As Fletcher noted in his opinion Thursday, pit mining "produces large amounts of waste rock," and he wrote that Rosemont "proposes to dump 1.9 billion tons of waste rock near its pit, on 2,447 acres of National Forest land."

"The pit itself will occupy just over 950 acres," he said, adding that when operations cease after 20 to 25 years, waste rock on the 2,447 acres would be 700 feet deep and "would occupy the land in perpetuity."

"The appeals court correctly relied on the facts and the letter of the law to invalidate the mine approval," said Roger Flynn, director and managing attorney for the Western Mining Action Project, who argued the case for conservation groups. "The Forest Service’s assumption that Hudbay had automatic rights under the 1872 Mining Law to permanently bury thousands of acres of public land with waste dumps contradicted, as the court held, ‘a century of precedent.’"

"The agency and Rosemont cannot unilaterally revise the Mining Law to suit the company’s needs, as the court properly held that ‘amendment of the Mining Law is a task for Congress, not for the service, and certainly not for us'," Flynn said.

Allison Melton, an attorney with the Center for Biological Diversity called the ruling "momentous," and it makes clear "Hudbay’s plan to destroy the beautiful Rosemont Valley is not only a terrible idea, it’s illegal."

"The Santa Rita Mountains are critically important for Tucson’s water supply, jaguars, ocelots and many other species of rare plants and animals. We won’t let them be sacrificed for mining company profits," Melton said. 

While the company reviews the court's decision,  Hudbay executives outlined their plans to develop the west side of the Santa Rita Mountains.

"Since 2019, Hudbay has successfully discovered the Copper World deposits located on patented mining claims adjacent to Rosemont," the company said, adding that it has 4,500 acres to "support an operation on private lands."

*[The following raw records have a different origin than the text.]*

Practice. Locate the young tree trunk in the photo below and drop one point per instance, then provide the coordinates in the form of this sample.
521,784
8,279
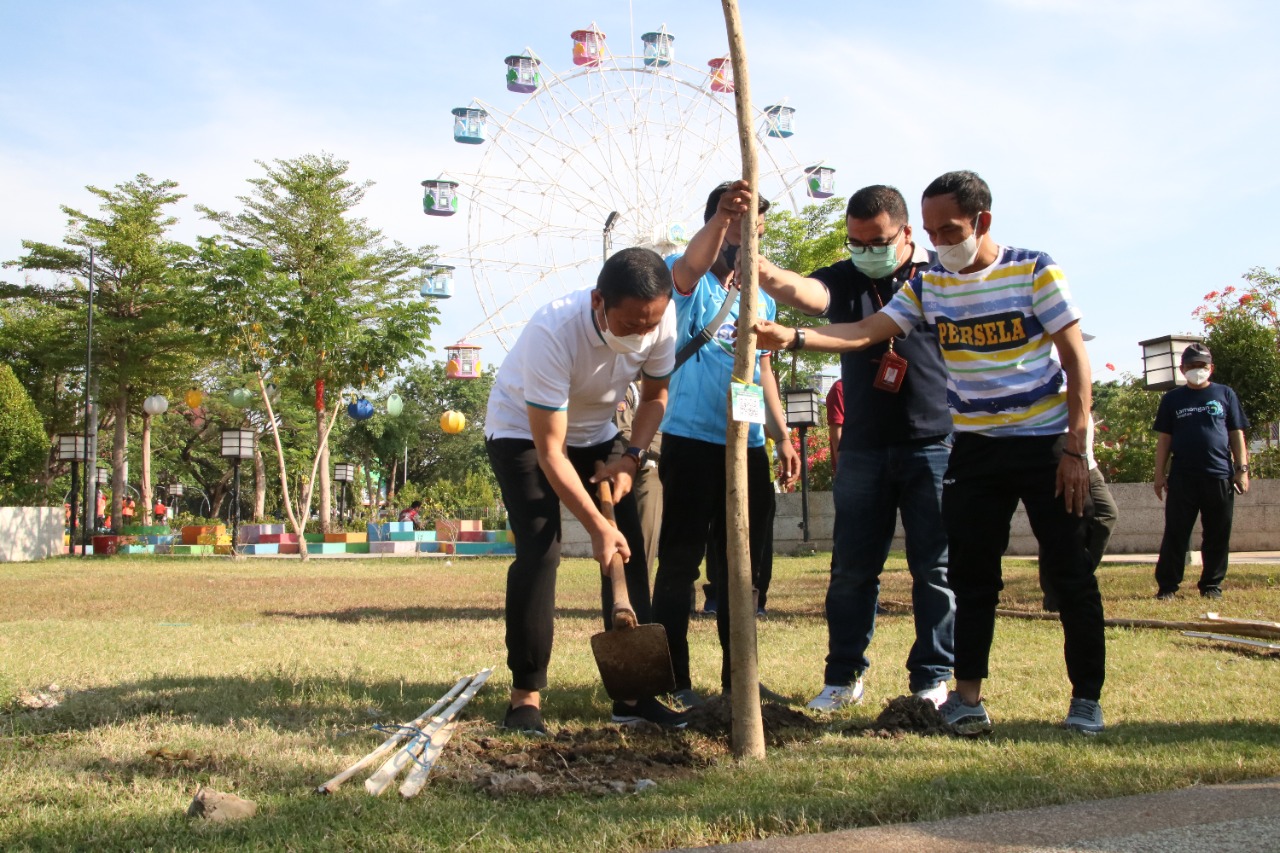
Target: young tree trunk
119,455
259,486
321,477
146,469
748,734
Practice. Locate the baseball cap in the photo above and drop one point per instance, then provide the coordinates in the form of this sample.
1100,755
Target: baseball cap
1197,354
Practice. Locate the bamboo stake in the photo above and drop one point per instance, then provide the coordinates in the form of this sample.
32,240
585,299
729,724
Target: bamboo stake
423,767
748,730
1256,623
387,746
384,775
1237,641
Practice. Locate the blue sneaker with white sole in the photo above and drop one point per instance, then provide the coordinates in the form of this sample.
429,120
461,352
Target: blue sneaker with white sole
963,717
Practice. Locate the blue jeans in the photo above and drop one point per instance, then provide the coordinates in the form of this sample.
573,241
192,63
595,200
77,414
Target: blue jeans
872,486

Hudbay said that "initial technical studies for Copper World" were completed and the company planned to pursue development of Copper World "in conjunction with an alternative plan for the Rosemont deposit." This would rely on a two-phase mine plan, beginning with a "standalone operation" on the Helvetia Mining District, which the company said would "require only state and local permits," over the next 15 years. The company would then seek to extend the mine and expand onto federal lands to "mine the entire Rosemont and Copper World deposits."

"The second phase of the mine plan would be subject to the federal permitting process and the company expects it will be able to pursue the federal permits within the constraints imposed by the decision, if any subsequent appeals are not successful," the company told investors.

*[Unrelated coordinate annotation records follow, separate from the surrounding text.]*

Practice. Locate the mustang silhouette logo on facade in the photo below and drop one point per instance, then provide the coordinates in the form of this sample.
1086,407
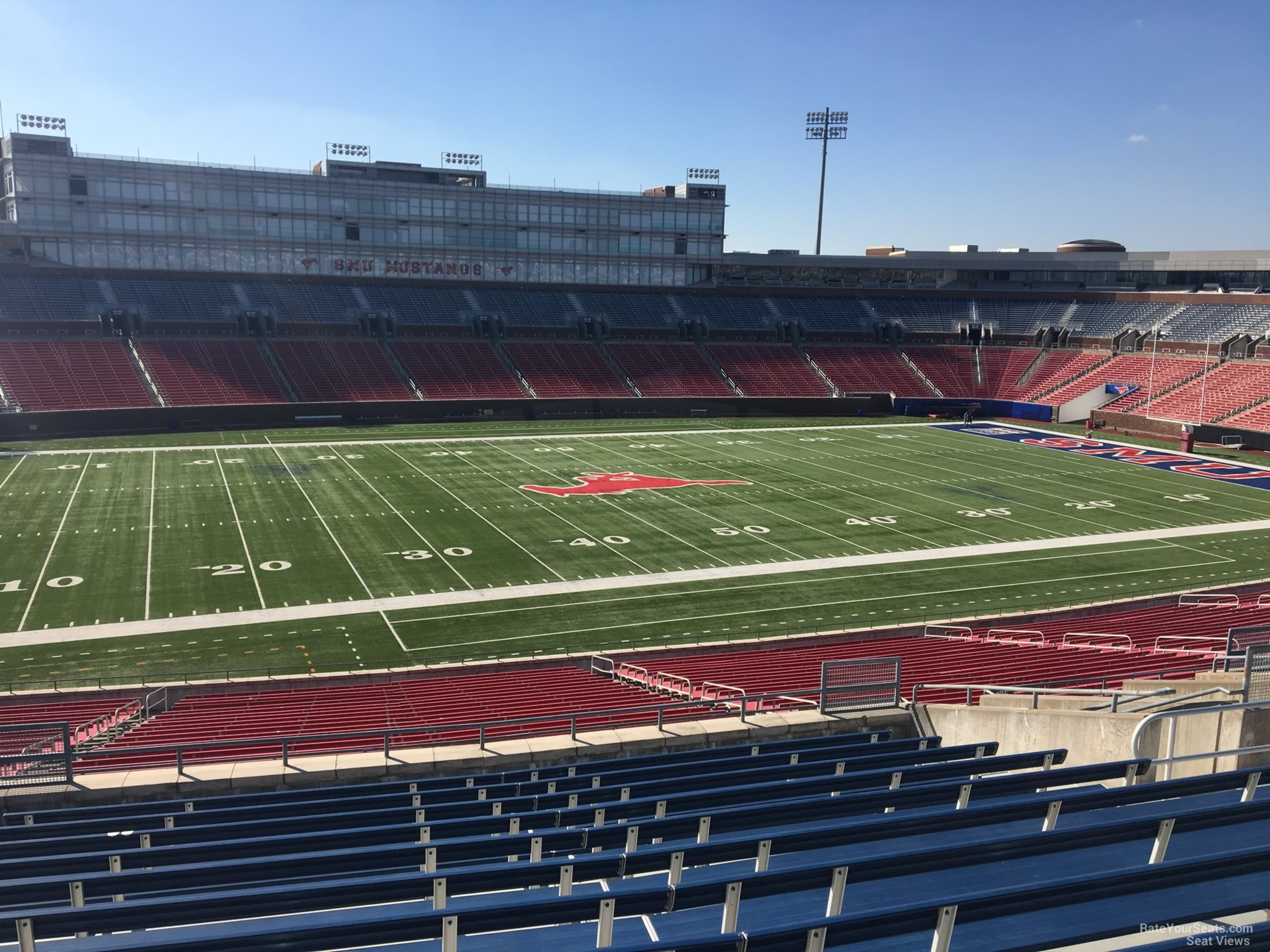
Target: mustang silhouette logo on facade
601,484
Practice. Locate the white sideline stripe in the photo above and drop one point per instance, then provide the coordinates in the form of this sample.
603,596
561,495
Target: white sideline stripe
267,616
57,535
321,443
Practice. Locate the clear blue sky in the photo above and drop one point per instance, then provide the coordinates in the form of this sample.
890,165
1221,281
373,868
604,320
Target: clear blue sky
998,123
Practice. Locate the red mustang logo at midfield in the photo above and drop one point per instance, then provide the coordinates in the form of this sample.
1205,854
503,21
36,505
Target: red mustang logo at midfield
602,484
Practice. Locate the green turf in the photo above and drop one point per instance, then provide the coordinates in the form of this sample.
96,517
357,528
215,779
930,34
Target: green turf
248,528
431,431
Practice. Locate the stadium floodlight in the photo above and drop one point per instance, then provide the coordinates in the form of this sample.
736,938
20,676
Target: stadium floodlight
823,126
347,150
52,123
470,159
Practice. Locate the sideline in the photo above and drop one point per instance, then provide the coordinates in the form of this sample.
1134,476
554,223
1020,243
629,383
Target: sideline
333,609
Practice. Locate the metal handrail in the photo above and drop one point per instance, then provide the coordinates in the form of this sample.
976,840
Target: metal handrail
1180,698
993,635
1191,639
1236,603
740,692
1170,758
1099,635
671,683
386,735
970,632
1036,692
106,722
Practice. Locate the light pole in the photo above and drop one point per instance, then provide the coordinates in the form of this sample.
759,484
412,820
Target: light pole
346,150
825,126
469,159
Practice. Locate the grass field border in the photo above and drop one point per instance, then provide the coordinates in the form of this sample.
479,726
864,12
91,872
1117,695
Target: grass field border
506,442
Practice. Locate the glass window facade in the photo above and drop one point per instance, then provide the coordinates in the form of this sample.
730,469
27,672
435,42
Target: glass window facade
105,212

In mid-April, environmental groups filed a notice of intent—a prelude to a federal lawsuit—against Rosemont for developing Copper World, arguing the company violated federal law by dumping debris into dry streams along the western slope of the Santa Rita Mountains. This was followed by a request for a restraining order filed by environmental law firm EarthJustice on behalf of the Tohono O'odham Nation, Pascua Yaqui and Hopi tribes.

Aerial photos from April 14 showed efforts underway, prompting the tribes to ask Soto to block Rosemont from continuing because the company is operating without permit—known as a Section 404 permit—under the Clean Water Act.

In a statement, EarthJustice said, "this is the second time that Rosemont has attempted to rush construction of its proposed mines" even while judges with the 9th Circuit Court of Appeals review the company's permit as part of a lawsuit.

As part of the lawsuit, Hudbay moved to rescind its request for a water permit, a maneuver the clears the company of some federal requirements, and would render the most recent lawsuits moot. However, Soto has not ruled on whether that ends the new lawsuits, as the company continues to clear land and move earth.

Lesher said that "while the county may have little to no authority over this mine, we will continue to advocate for meaningful mitigation and serve as a resource to the
community for factual information about its impacts" in her memo to the board.